FIRST OF ITS KIND REPORT PAVES WAY FOR SUSTAINABLE SOLID WASTE FUTURE IN JORDAN
Amman – Today, key allies, representatives from the Government of Jordan, donor agencies, international and local non-governmental organizations, as well as civil society groups gathered for the release of an unprecedented, country-wide report on public perceptions and behaviors regarding solid waste management, commissioned by Oxfam and produced by IPSOS research. “Country Wide Recycling in Jordan” sheds new light on perceptions about litter, waste, and recycling in Jordan and paves the way for meaningful initiatives moving forward toward a more sustainable solid waste future in the country. Solid waste is any unwanted waste or litter that is discarded or thrown away.
“It’s critical to ensure we raise awareness about environmental sustainability with local communities,” said Eng. Omar Arabiyat, Director of Environmental Studies and Awareness in the Greater Amman Municipality. “Environmental sustainability, ensuring we’re reducing our environmental footprints, reusing and recycling as much as we can help ensure we do our part in ensuring sustainable development and ensures we’re doing our part for the current as well as future generations.”
The report underscores that the lack of environmental consciousness in Jordan is due primarily to the public’s preoccupation with the challenging socio-economic conditions. With most people focused on making ends meet, prioritizing environmental sustainability falls far behind. The very few who do re-use or recycle appear to do so largely for economic reasons rather than environmental ones. Additionally, where minimal levels of environmental awareness and drive did exist, report findings reveal that efforts are quickly dampened by the lack of information, resources, infrastructure, and services in Jordan’s solid waste sector.
“Our quarterly Jordanian Consumer Sentiment Index study continuously shows that people are overwhelmed by the financial pressures they face, pushing environmental issues lower on their list of concerns,” said Saif Nimry, General Manager, Ipsos Jordan & Iraq. “Environmental initiatives show economical promise through creating jobs and decreasing reliance on importing raw materials. That said, one of the key challenges lies in improving environmental awareness and clearing the wide misconception between reuse and recycling in the country.”
The report is just one of a series of initiatives Oxfam in Jordan is embarking on as part of a larger Beitak Beitak campaign reminding people that their environment is their home. The initiatives aim to increase levels of environmental literacy across the country, raise awareness with a specific target on young people, and begin expanding on successful pilot projects that address some of the socio-economic challenges by creating dignified jobs in the sector while meeting solid waste demands. Chief among these initiatives is a first-of-its-kind website that helps connect visitors across the country with litter and recycling information as well as local, nearby resources, facilities, and services. Oxfam chose an online platform after report findings indicated over 50 percent of the Jordanian public relies on the internet for general information.
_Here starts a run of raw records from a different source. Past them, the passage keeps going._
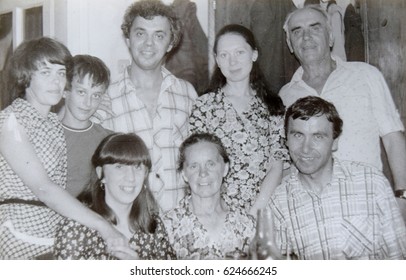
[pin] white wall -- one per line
(91, 26)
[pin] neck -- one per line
(318, 180)
(237, 89)
(145, 78)
(206, 206)
(320, 69)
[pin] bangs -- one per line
(125, 152)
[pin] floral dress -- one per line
(76, 241)
(27, 226)
(190, 239)
(252, 140)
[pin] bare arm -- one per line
(271, 181)
(20, 155)
(395, 147)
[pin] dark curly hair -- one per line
(149, 9)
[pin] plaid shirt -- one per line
(355, 216)
(162, 135)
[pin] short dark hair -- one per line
(149, 9)
(198, 138)
(313, 106)
(30, 55)
(93, 66)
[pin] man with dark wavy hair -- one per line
(149, 100)
(329, 208)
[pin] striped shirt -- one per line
(354, 217)
(163, 134)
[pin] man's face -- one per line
(149, 41)
(310, 38)
(311, 144)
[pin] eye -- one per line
(211, 164)
(97, 95)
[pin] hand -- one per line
(124, 253)
(112, 237)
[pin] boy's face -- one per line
(82, 100)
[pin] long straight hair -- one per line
(128, 149)
(257, 80)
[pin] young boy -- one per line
(91, 78)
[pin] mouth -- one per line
(127, 189)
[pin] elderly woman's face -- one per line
(204, 169)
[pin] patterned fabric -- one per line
(76, 241)
(162, 135)
(81, 145)
(252, 141)
(190, 239)
(27, 231)
(354, 217)
(364, 102)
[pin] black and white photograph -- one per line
(211, 130)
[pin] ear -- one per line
(184, 177)
(99, 172)
(226, 169)
(289, 44)
(255, 55)
(170, 47)
(335, 144)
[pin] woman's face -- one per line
(47, 85)
(204, 169)
(235, 57)
(122, 183)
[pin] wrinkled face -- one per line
(311, 144)
(310, 38)
(46, 85)
(82, 101)
(204, 169)
(235, 57)
(122, 182)
(149, 41)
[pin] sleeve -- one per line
(393, 226)
(383, 106)
(282, 237)
(279, 150)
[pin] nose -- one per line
(233, 59)
(306, 145)
(87, 100)
(203, 171)
(130, 174)
(306, 34)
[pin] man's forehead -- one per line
(306, 17)
(313, 124)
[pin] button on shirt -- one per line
(354, 217)
(363, 100)
(163, 134)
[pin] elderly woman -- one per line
(201, 227)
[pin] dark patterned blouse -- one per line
(76, 241)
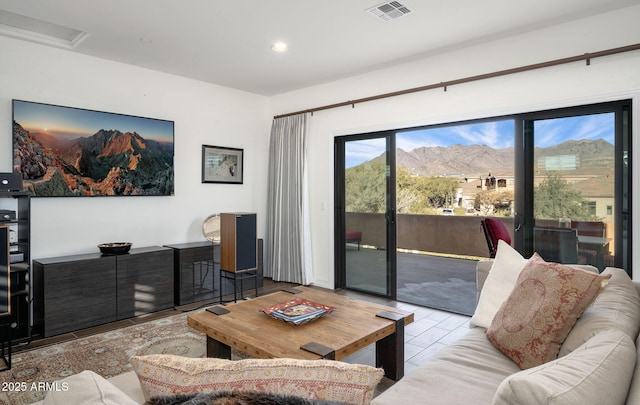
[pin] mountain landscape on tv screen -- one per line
(108, 163)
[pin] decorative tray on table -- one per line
(297, 311)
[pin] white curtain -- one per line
(288, 240)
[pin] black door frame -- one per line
(390, 215)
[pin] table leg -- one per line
(218, 349)
(390, 350)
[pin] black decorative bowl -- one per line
(115, 248)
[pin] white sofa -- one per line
(473, 371)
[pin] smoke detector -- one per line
(389, 11)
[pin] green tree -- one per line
(365, 188)
(555, 198)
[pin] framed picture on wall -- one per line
(222, 165)
(73, 152)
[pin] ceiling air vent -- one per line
(389, 11)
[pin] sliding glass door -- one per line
(410, 201)
(365, 197)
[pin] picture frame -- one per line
(222, 165)
(62, 151)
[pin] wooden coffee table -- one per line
(354, 325)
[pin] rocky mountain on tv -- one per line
(110, 162)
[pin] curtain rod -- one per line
(587, 57)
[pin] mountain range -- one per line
(475, 160)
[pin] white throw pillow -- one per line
(86, 388)
(501, 279)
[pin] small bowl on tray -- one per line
(115, 248)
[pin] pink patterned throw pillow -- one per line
(544, 305)
(164, 374)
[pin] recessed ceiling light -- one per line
(31, 29)
(280, 47)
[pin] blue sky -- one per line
(496, 134)
(66, 122)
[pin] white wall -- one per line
(609, 78)
(203, 114)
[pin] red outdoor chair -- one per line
(494, 230)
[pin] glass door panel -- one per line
(368, 218)
(574, 189)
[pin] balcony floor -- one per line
(433, 281)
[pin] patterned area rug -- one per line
(106, 354)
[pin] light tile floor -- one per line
(431, 331)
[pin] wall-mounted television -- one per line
(72, 152)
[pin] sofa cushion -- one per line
(498, 284)
(541, 310)
(236, 397)
(468, 371)
(598, 372)
(162, 374)
(616, 307)
(87, 388)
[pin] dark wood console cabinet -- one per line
(80, 291)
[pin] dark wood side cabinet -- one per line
(195, 269)
(80, 291)
(144, 281)
(18, 203)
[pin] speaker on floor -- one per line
(238, 241)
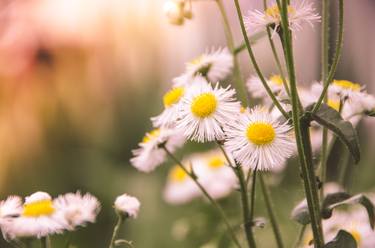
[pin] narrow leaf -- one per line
(343, 239)
(344, 130)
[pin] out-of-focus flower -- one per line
(127, 205)
(205, 110)
(214, 65)
(299, 12)
(257, 90)
(180, 188)
(214, 173)
(77, 209)
(171, 101)
(149, 155)
(39, 218)
(259, 141)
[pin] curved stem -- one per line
(116, 230)
(240, 85)
(211, 200)
(255, 64)
(271, 214)
(339, 44)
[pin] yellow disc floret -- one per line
(38, 208)
(204, 105)
(216, 162)
(177, 174)
(274, 11)
(260, 133)
(345, 84)
(173, 96)
(151, 135)
(276, 79)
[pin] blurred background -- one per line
(79, 80)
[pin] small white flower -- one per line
(214, 65)
(150, 155)
(214, 173)
(257, 90)
(205, 110)
(170, 114)
(180, 188)
(299, 12)
(39, 218)
(128, 205)
(258, 141)
(77, 209)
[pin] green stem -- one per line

“We are hopeful that the report’s findings, as well as the respective initiatives we’ve launched in conjunction, provide a launchpad from which creative and meaningful solutions amongst dedicated and committed allies and partners can be born,” said Nickie Monga, Oxfam Country Director (Jordan). “As the global climate crisis continues to threaten livelihoods across the world, the report reveals recommendations that, if undertaken, can help turn Jordan into a model of environmental transformation contact in the region. One that raises awareness, creates dignified jobs in the green sector and creates a greener, cleaner Jordan.”
Despite being home to ancient cities, breathtaking sandstone canyons, and spectacular world wonders, Jordan produces over two million tons of solid waste every year – equivalent to approximately 4,000 Boeing 747 planes. Less than ten percent of it is recycled, meaning, the increasing accumulation of waste threatens not only these beautiful landscapes but the country’s communities, public spaces, and the agricultural sector the country relies on. More so, doing so with a sense of urgency while there’s still time is key to stopping this trend.
Oxfam is thankful to the Deutsche Gesellschaft für Internationale Zusammenarbeit (GiZ), who’s generous funding made this initiative possible.